Abhisit, the British-born, Oxford-educated head of the establishment Democrat Party, has previously said he would dissolve the lower house of parliament by early May for what is expected to be a hard-fought vote.
The move would pave the way for a vote in late June or early July as by law polls must be held between 45 and 60 days after house dissolution.
|AFP - In this picture taken on April 7, 2011, a Thai Buddhist monk (R) sits with soldiers after he was selected as a military recruit - through a lottery system - during a process held at a temple grounds in Bangkok.|
"It is clear that an election is likely to be held between the end of June and early July," Abhisit said on Monday during a speech to youths who have volunteered to work during the polls.

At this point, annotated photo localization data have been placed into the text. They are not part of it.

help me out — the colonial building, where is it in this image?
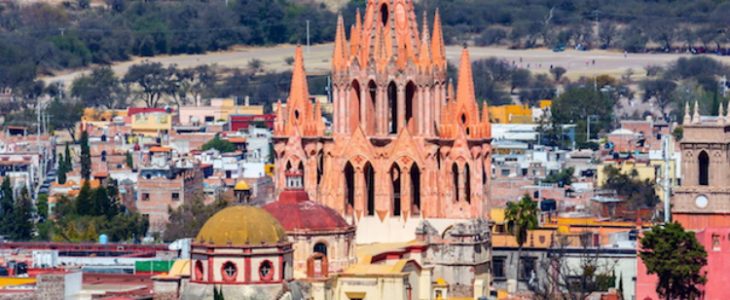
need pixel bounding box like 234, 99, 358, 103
263, 170, 356, 279
273, 0, 492, 243
182, 206, 298, 299
673, 102, 730, 229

He said that after years of economic and political turbulence in the kingdom, an election would be an opportunity for the country to move forward.
Thai society remains bitterly divided following the country's worst civil violence in decades in April and May of last year, when there was a series of street clashes between anti-government protesters and armed troops in Bangkok.

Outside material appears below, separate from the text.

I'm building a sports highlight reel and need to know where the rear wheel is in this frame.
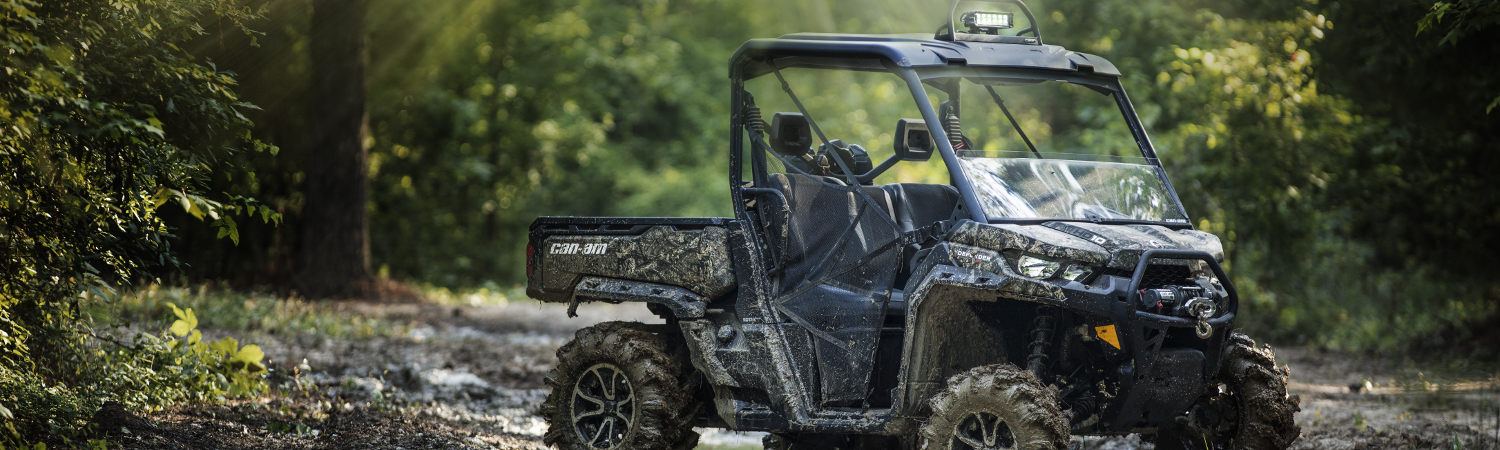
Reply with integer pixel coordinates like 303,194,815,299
921,364,1070,450
543,322,700,450
1154,332,1301,450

The mass protests by the "Red Shirt" opposition movement -- which was seeking immediate elections -- left more than 90 people dead, mostly civilians.
The Red Shirts view Abhisit's government as undemocratic because it came to power in a 2008 parliamentary vote with the backing of the military after a court ruling threw out the previous administration.
The red-clad movement, which is broadly loyal to fugitive former premier Thaksin Shinawatra, has held a series of peaceful one-day rallies in the capital in recent weeks.